A naive programmer might think that simply changing the first bind is all they need. After all, there’s only really one indexed target, and they’re just specifying an offset.

//Do vertex stuff
glBindBufferRange(GL_ELEMENT_ARRAY_BUFFER, 0, eBuf, offset, ...);

This looks like it works now, but it doesn’t. And then, it calls forth a new question: what happens if GL_ELEMENT_ARRAY_BUFFER and it’s indexed target are different buffers?

//Do vertex stuff
glBindBufferRange(GL_ELEMENT_ARRAY_BUFFER, 0, eBuf1, offset, ...);

eBuf1 is bound to the indexed element array, and eBuf2 is bound to the non-indexed one. If the non-indexed takes priority, then ever glBindBufferRange(GL_ELEMENT_ARRAY_BUFFER) call has to look like this:

//Do vertex stuff
glBindBufferRange(GL_ELEMENT_ARRAY_BUFFER, 0, eBuf1, offset, ...);
glBindBuffer(GL_ELEMENT_ARRAY_BUFFER, 0); //Clear the non-indexed target.
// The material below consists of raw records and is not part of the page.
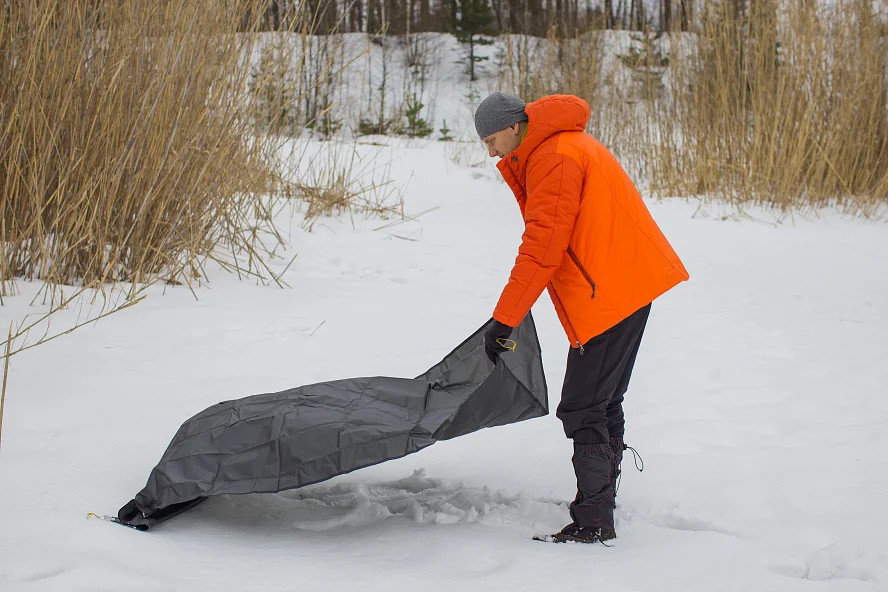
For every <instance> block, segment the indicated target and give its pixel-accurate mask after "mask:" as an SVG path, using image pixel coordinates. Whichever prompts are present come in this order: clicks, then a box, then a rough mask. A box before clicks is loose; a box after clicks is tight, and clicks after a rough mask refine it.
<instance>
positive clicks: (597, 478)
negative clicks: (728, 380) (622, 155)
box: [475, 93, 688, 543]
mask: <svg viewBox="0 0 888 592" xmlns="http://www.w3.org/2000/svg"><path fill="white" fill-rule="evenodd" d="M588 120H589V105H588V104H587V103H586V102H585V101H583V100H582V99H580V98H577V97H574V96H569V95H552V96H548V97H544V98H542V99H540V100H538V101H535V102H533V103H530V104H527V105H525V103H524V102H523V101H522V100H521V99H519V98H518V97H515V96H512V95H507V94H503V93H494V94H492V95H490V96H489V97H487V98H486V99H485V100H484V101H483V102H482V103H481V105H480V106H479V107H478V109H477V111H476V113H475V128H476V131H477V132H478V135H479V137H480V138H481V139H482V141H483V142H484V143H485V144H486V146H487V150H488V153H489V154H490V157H491V158H493V157H498V158H499V159H500V160H499V163H497V168H498V169H499V170H500V172H501V173H502V175H503V177H504V178H505V180H506V182H507V183H508V184H509V187H511V188H512V191H513V192H514V193H515V197H516V198H517V200H518V205H519V206H520V208H521V214H522V216H523V217H524V223H525V230H524V235H523V237H522V242H521V247H520V248H519V249H518V257H517V259H516V260H515V266H514V267H513V268H512V273H511V275H510V277H509V281H508V284H507V285H506V287H505V289H504V290H503V292H502V295H501V296H500V299H499V302H498V303H497V305H496V309H495V310H494V313H493V319H492V323H491V326H490V327H489V328H488V330H487V332H486V334H485V348H486V350H487V353H488V356H490V358H491V361H493V362H494V363H496V357H497V356H498V355H500V354H501V353H502V352H503V351H506V350H507V346H508V345H510V344H509V342H508V341H506V340H507V339H508V337H509V336H510V335H511V332H512V329H513V328H514V327H516V326H518V325H519V324H520V323H521V320H522V319H523V318H524V316H525V315H526V314H527V312H528V311H529V310H530V308H531V306H532V305H533V304H534V302H536V300H537V298H539V296H540V294H542V291H543V289H544V288H546V289H548V291H549V295H550V296H551V299H552V302H553V304H554V305H555V309H556V311H557V313H558V317H559V319H560V320H561V324H562V326H563V327H564V330H565V332H566V333H567V336H568V339H569V340H570V345H571V349H570V352H569V353H568V358H567V370H566V372H565V377H564V386H563V388H562V394H561V402H560V404H559V405H558V410H557V417H558V418H559V419H560V420H561V421H562V423H563V424H564V432H565V434H566V435H567V437H568V438H571V439H572V440H573V443H574V454H573V466H574V471H575V473H576V477H577V495H576V498H575V499H574V501H573V502H572V503H571V505H570V514H571V518H572V519H573V522H571V523H570V524H569V525H567V526H566V527H565V528H564V529H563V530H562V531H561V532H559V533H557V534H554V535H551V536H549V537H544V540H551V541H554V542H566V541H576V542H587V543H591V542H596V541H601V542H604V541H607V540H610V539H613V538H615V537H616V531H615V530H614V503H615V481H616V477H617V475H618V474H619V465H620V462H621V461H622V457H623V450H624V449H625V445H624V443H623V433H624V421H623V410H622V403H623V396H624V394H625V393H626V390H627V388H628V385H629V377H630V376H631V374H632V367H633V365H634V363H635V357H636V354H637V353H638V347H639V345H640V343H641V336H642V333H643V332H644V327H645V324H646V322H647V319H648V314H649V312H650V309H651V302H652V301H653V300H654V299H655V298H657V297H658V296H660V295H661V294H663V293H664V292H666V291H667V290H669V289H670V288H672V287H674V286H675V285H677V284H678V283H680V282H682V281H684V280H687V279H688V272H687V271H686V270H685V268H684V266H683V265H682V263H681V261H680V260H679V258H678V256H677V255H676V254H675V251H673V250H672V247H671V246H670V245H669V243H668V242H667V241H666V238H665V237H664V236H663V233H662V232H661V231H660V229H659V228H658V227H657V224H656V223H655V222H654V220H653V218H651V215H650V212H648V209H647V207H646V206H645V204H644V202H643V201H642V198H641V196H640V195H639V193H638V191H637V190H636V189H635V187H634V185H633V184H632V181H631V180H630V179H629V177H628V175H627V174H626V172H625V171H624V170H623V169H622V167H621V166H620V164H619V163H618V162H617V160H616V159H615V158H614V156H613V155H612V154H611V153H610V152H608V150H607V149H606V148H605V147H604V146H602V145H601V144H600V143H599V142H598V141H596V140H595V139H593V138H592V137H591V136H589V135H587V134H586V133H585V129H586V123H587V122H588Z"/></svg>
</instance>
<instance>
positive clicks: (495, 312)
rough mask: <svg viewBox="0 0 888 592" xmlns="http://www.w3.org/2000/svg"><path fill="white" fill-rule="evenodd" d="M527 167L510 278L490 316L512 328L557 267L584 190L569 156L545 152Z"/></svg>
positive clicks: (566, 245) (563, 250)
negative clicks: (526, 192) (513, 266)
mask: <svg viewBox="0 0 888 592" xmlns="http://www.w3.org/2000/svg"><path fill="white" fill-rule="evenodd" d="M527 166H528V168H527V203H526V205H525V208H524V225H525V227H524V235H523V236H522V238H521V246H520V247H519V249H518V257H517V258H516V259H515V266H514V267H513V268H512V273H511V275H510V276H509V282H508V284H506V287H505V288H504V289H503V292H502V295H501V296H500V299H499V302H498V303H497V305H496V309H495V310H494V312H493V318H495V319H496V320H498V321H499V322H501V323H505V324H506V325H509V326H511V327H517V326H518V325H519V324H521V321H522V320H523V319H524V316H525V315H526V314H527V313H528V311H529V310H530V308H531V307H532V306H533V304H534V302H536V301H537V299H538V298H539V297H540V294H542V293H543V290H544V289H545V287H546V286H547V285H548V284H549V282H550V281H551V280H552V276H554V275H555V272H556V271H558V268H559V267H561V261H562V259H564V254H565V252H566V251H567V247H568V245H569V244H570V237H571V235H572V234H573V229H574V225H575V223H576V219H577V212H578V211H579V209H580V195H581V194H582V188H583V171H582V169H581V168H580V165H579V164H577V163H576V161H574V160H573V159H571V158H570V157H567V156H564V155H561V154H547V155H544V156H541V157H538V158H537V159H534V160H533V161H532V162H528V164H527Z"/></svg>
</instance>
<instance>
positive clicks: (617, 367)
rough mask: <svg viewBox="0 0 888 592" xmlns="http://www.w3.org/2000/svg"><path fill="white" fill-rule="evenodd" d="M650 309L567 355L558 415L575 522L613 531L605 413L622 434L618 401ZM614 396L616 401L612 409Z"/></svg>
mask: <svg viewBox="0 0 888 592" xmlns="http://www.w3.org/2000/svg"><path fill="white" fill-rule="evenodd" d="M649 313H650V305H648V306H646V307H644V308H642V309H640V310H639V311H637V312H635V313H633V314H632V315H630V316H629V317H628V318H626V319H624V320H623V321H621V322H620V323H618V324H617V325H615V326H614V327H612V328H610V329H608V330H607V331H605V332H604V333H602V334H601V335H598V336H596V337H593V338H592V339H590V340H589V342H588V343H586V344H585V345H584V346H583V349H584V350H585V351H584V354H583V355H582V356H581V355H580V354H579V349H573V348H571V351H570V353H569V354H568V363H567V369H566V371H565V378H564V387H563V389H562V396H561V403H560V404H559V405H558V410H557V412H556V415H557V416H558V418H559V419H561V421H562V423H563V424H564V432H565V434H566V435H567V437H568V438H572V439H573V441H574V455H573V458H572V462H573V466H574V472H575V473H576V477H577V496H576V498H575V499H574V501H573V503H571V505H570V514H571V517H572V518H573V520H574V522H576V523H577V524H578V525H580V526H583V527H589V528H593V529H598V528H601V529H603V530H610V531H613V530H614V516H613V510H614V506H613V501H614V474H615V451H614V448H613V446H612V444H611V439H610V432H609V425H608V424H609V419H611V418H610V417H609V410H614V411H613V412H614V413H616V410H618V411H619V418H618V420H617V418H616V415H614V421H615V429H616V428H617V426H619V429H622V422H623V418H622V399H623V395H624V394H625V392H626V389H627V388H628V384H629V376H630V375H631V373H632V365H633V364H634V362H635V357H636V355H637V353H638V347H639V344H640V342H641V334H642V333H643V332H644V327H645V324H646V322H647V318H648V314H649ZM617 392H620V395H619V401H618V402H616V403H615V404H614V405H611V401H612V400H613V399H614V397H615V395H616V393H617Z"/></svg>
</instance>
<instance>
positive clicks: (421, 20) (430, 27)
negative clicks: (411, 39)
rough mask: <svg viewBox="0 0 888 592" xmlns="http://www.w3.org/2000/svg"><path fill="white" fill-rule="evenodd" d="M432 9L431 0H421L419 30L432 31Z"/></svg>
mask: <svg viewBox="0 0 888 592" xmlns="http://www.w3.org/2000/svg"><path fill="white" fill-rule="evenodd" d="M431 14H432V11H431V10H430V9H429V0H420V2H419V26H418V27H417V29H416V30H417V31H432V30H434V29H432V22H431Z"/></svg>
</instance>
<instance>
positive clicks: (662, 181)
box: [501, 0, 888, 216]
mask: <svg viewBox="0 0 888 592" xmlns="http://www.w3.org/2000/svg"><path fill="white" fill-rule="evenodd" d="M885 19H886V15H885V14H884V13H882V14H875V13H873V4H872V3H871V2H869V1H868V0H837V2H834V3H831V4H829V5H824V4H822V3H805V2H802V3H794V2H793V3H791V2H777V1H769V0H757V1H753V2H749V3H737V2H732V1H727V0H714V1H713V2H708V3H706V8H705V10H704V11H703V13H702V15H701V16H700V20H699V28H698V31H697V33H696V34H694V35H689V34H687V33H685V34H680V33H671V34H667V35H664V36H662V37H661V36H659V35H654V34H652V33H646V32H643V33H638V34H635V39H634V40H633V43H632V47H631V48H630V49H629V50H628V51H627V50H626V49H625V48H621V49H619V50H618V52H622V53H619V60H618V61H615V60H614V59H613V55H612V54H613V53H614V49H613V48H614V47H615V46H619V44H620V40H619V38H618V37H616V36H615V35H620V34H615V33H613V32H610V31H593V32H591V33H587V34H585V35H582V36H578V37H575V38H573V39H571V38H569V37H565V36H563V35H561V36H556V35H550V37H549V39H548V40H546V41H545V42H540V41H535V40H532V39H531V40H526V39H525V38H517V39H516V38H512V39H509V38H507V39H506V42H505V46H506V50H505V52H504V55H505V58H504V60H503V64H504V68H503V77H502V79H501V87H502V88H504V89H506V90H511V91H512V92H517V93H518V94H520V95H521V96H522V97H523V98H525V99H527V100H532V99H535V98H537V97H539V96H542V95H544V94H549V93H555V92H560V93H565V92H566V93H572V94H576V95H578V96H581V97H583V98H584V99H586V100H587V101H588V102H589V104H590V106H591V107H592V120H591V121H590V124H589V128H588V131H589V132H590V133H591V134H592V135H594V136H595V137H597V138H598V139H599V140H601V141H602V142H603V143H604V144H605V145H606V146H608V147H609V148H610V149H611V150H612V151H613V152H614V153H615V154H616V155H617V156H618V157H619V158H620V160H621V161H623V162H624V163H625V164H626V166H627V168H628V169H630V172H632V173H633V174H634V175H636V176H637V177H639V178H640V179H643V180H646V181H648V182H650V184H651V190H652V191H653V192H654V193H655V194H658V195H661V196H691V195H693V196H706V197H707V198H708V199H715V200H722V201H727V202H729V203H731V204H734V205H746V204H757V205H764V206H767V207H775V208H778V209H779V210H782V211H799V210H807V209H812V208H820V207H824V206H830V205H838V206H840V207H841V208H843V209H844V210H845V211H847V212H850V213H854V214H862V215H864V216H871V215H877V214H878V213H881V212H882V211H884V207H885V205H886V203H888V33H886V25H885ZM622 35H623V36H624V37H625V36H626V35H627V34H626V33H623V34H622ZM624 40H625V39H624ZM658 48H662V49H663V51H662V52H661V51H659V50H658Z"/></svg>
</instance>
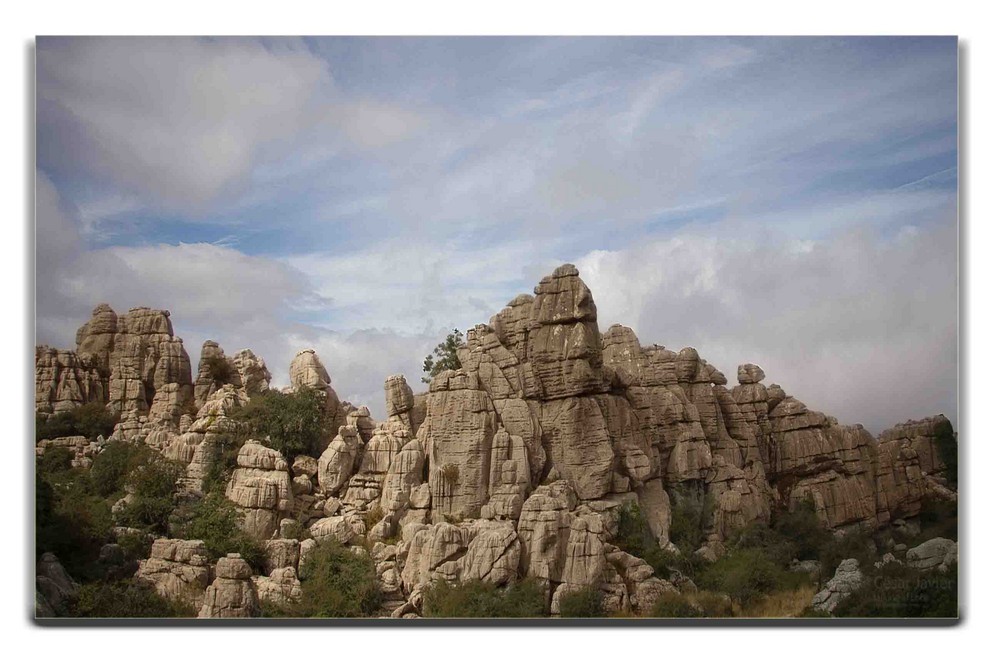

So obviously, we want the indexed target to take priority. And users will have to clean up the indexed target properly. It’s not a terrible burden and it certainly can work. It’s just very… different from how indexed targets normally work. Usually, the unindexed target has no functionality, so they don’t conflict.

That being said, looking at how the ARB solved the buffer binding with vertex_attrib_binding, I would guess that they’d probably just add a dedicated glBindElementBuffer call, which would set the GL_ELEMENT_ARRAY_BUFFER and its offset. Calling glBindBuffer(GL_ELEMENT_ARRAY_BUFFER) would clear the offset as well.

Ok. Well, I’ll leave it to the spec experts to decide what makes the most sense. I only suggested [var]glBindBufferRange[/var] because it’s the only bind call that lets you specify a starting offset. Though it also ropes in a “size” for the binding not just a “start”/offset (ala [var]TRANSFORM_FEEDBACK_BUFFER_{BINDING, START, SIZE}[/var]), as well as an “index” which can just be 0 for this non-indexed bind point.

Incidentally, this is method is exactly how NVidia handled the specification of GPU address bases and sizes for vertex attributes, element arrays, and other state bindings (see [var]glBufferAddressRangeNV()[/var] here). Vtx attribs specify 0…N value for “index” whereas bind points that aren’t indexed just specify 0 for the index parameter. Saves creating a new API just for non-indexed targets.

From a user perspective, making [var]glBindBuffer( GL_ELEMENT_ARRAY_BUFFER, handle )[/var] an alias for [var]glBindBufferRange(GL_ELEMENT_ARRAY_BUFFER, 0, handle, 0, sizeof(buffer))[/var] seems reasonable, but I’m no a driver engineer. So there wouldn’t be this duality of indexed and non-indexed state for a non-indexed bind point. That is, in your example:

glBindBufferRange( GL_ELEMENT_ARRAY_BUFFER, 0, handle, offset, size );
glDrawElements( ... );

This’d be just fine. They’d both update all of [var]GL_ELEMENT_ARRAY_BUFFER_{BINDING,START,SIZE}[/var].

I’d love to see this to, just tripped over the same issue today.

It would also be nice to see glBufferAddressRangeNV be able to to bind to all the buffer binding points rather than just vertex related ones.